On the morning of President Obama’s State of the Union speech, Republicans refused to be bounced from what is the day’s GOP messaging theme: This fall’s presidential and congressional elections are going to be a referendum on the White House’s economic policies.

“His policies have failed,” said House Speaker John Boehner, R-Ohio, in a brief appearance before reporters on Tuesday after the House Republican Conference met behind closed doors.


Senate Republican Leader Mitch McConnell, R-Ky., made similar remarks on the Senate floor on Tuesday, urging Obama to work with lawmakers instead of blaming them for the failure of his policies.

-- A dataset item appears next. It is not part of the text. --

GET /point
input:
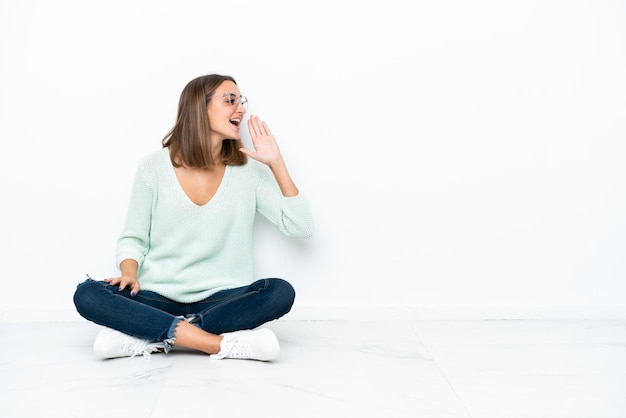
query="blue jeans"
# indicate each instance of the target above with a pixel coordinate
(153, 317)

“The president’s policies are now firmly in place. It’s his economy now. The president may want to come here tonight and make it sound as if he just walked in the door,'' McConnell said. "A better approach is to admit that his three-year experiment in big government has made our economy worse and our nation’s future more uncertain. And that it’s time for a different approach.''

When Boehner was asked to focus on news that Republican presidential hopeful Mitt Romney had paid a 14 percent effective income-tax rate in 2010--and that much of his income was in capital gains and investment--the speaker pivoted back to his theme for the day. Boehner did so, even when pressed to answer whether this reflects fairness in the tax code, because that percentage is lower than what many wage-earning Americans pay.


“Well, we all know that the reason that we have low rates on capital gains--that’s because it spurs new investment in our economy and allows capital to move more quickly,” Boehner said.

“The politics of envy, the politics of dividing our country, is not what America is all about. So, let’s get back to the economy. The American people want jobs,” he continued.

Boehner said that Obama plans to blame Congress for inaction during his Tuesday night address, but he said that the blame should fall squarely on the Democratic-led Senate for not passing 27 bills designed to help job creators.

As for whether the president’s address will have the tone of a campaign speech, Boehner remarked, “The president has been in total campaign mode since Labor Day. And since the campaign apparently wrote the speech, I suspect we’ll hear a campaign speech.”


Responding to GOP assertions that Obama’s address will be purely political, House Minority Whip Steny Hoyer, D-Md., said on Tuesday that that’s a part of the American Democratic system. Hoyer said he believes the president’s remarks will reflect a “proper tone,” expressing what he believes are the best economic and other policies as well as a desire to reach out across the aisle.

But Hoyer added, “We are a democracy. Presidents have to be reelected. Members of Congress have to be reelected. There’s nobody in the Congress or in the White House who will not talk unrelated to their political recognition (that) they have to seek approval of the electorate in a few short months. That’s what makes our system so great.”